Attica refers to the peninsula that includes Athens, the Greek capital. The symposium was part of a series Bartholomew has hosted to look at a local ecological situation while also discussing global environmental problems and theological approaches to the care of creation.
The patriarchate said the 2018 symposium was designed to “explore the pressing environmental problems of Greece, examining the connections between ecology and economy, particularly in the context of pressing social and environmental challenges of our time. The symposium will also consider the consequences of forced migration in light of the hospitality extended by the government and people of Greece to refugees from the Middle East and Northern Africa.”

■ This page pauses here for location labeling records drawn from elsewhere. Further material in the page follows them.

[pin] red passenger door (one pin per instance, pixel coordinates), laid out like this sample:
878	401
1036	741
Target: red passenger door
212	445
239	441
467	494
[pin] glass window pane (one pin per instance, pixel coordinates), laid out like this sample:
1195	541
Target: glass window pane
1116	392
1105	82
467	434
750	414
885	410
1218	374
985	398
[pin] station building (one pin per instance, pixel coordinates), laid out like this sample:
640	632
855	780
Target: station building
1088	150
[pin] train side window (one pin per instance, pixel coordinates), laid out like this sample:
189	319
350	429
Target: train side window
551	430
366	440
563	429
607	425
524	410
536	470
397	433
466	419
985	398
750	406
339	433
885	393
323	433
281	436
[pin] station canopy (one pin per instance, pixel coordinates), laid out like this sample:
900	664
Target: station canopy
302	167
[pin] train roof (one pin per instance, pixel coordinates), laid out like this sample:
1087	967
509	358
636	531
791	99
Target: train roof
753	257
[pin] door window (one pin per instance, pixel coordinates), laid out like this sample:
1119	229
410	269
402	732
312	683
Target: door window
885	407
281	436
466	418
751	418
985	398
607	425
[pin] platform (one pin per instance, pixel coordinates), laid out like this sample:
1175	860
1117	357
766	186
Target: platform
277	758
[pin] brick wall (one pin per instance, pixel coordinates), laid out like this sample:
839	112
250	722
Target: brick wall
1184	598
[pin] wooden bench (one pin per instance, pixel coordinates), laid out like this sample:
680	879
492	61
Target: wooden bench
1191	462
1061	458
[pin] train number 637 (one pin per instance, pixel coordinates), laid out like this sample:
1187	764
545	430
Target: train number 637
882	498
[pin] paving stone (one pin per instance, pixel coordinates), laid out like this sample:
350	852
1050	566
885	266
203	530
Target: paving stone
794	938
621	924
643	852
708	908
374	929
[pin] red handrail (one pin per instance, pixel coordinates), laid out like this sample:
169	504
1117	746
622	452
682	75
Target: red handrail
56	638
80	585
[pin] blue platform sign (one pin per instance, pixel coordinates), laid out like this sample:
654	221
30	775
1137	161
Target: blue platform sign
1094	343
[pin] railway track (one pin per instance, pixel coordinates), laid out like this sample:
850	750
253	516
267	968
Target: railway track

In his message to the patriarch, Pope Francis said, “The ecological crisis now affecting all of humanity is ultimately rooted in the human heart that aspires to control and exploit the limited resources of our planet, while ignoring the vulnerable members of the human family.”
For believers in God the creator, he said, creation must be recognized as “a shared gift and not as a private possession,” and protecting it “always entails the recognition and the respect of the rights of every person and every people.”
The root of the ecological crisis, the pope said, is “ultimately rooted in the human heart that aspires to control and exploit the limited resources of our planet, while ignoring the vulnerable members of the human family.”
“It is not just the homes of vulnerable people around the world that are crumbling, as can be seen in the world’s growing exodus of climate migrants and environmental refugees,” the pope said. “As I sought to point out in my encyclical ‘Laudato Si’,’ we may well be condemning future generations to a common home left in ruins.”
Francis told the patriarch he hopes “Catholics and Orthodox, together with the faithful of other Christian communities and all people of goodwill, may actively work together in local contexts for the care of creation and for a sustainable and integral development.”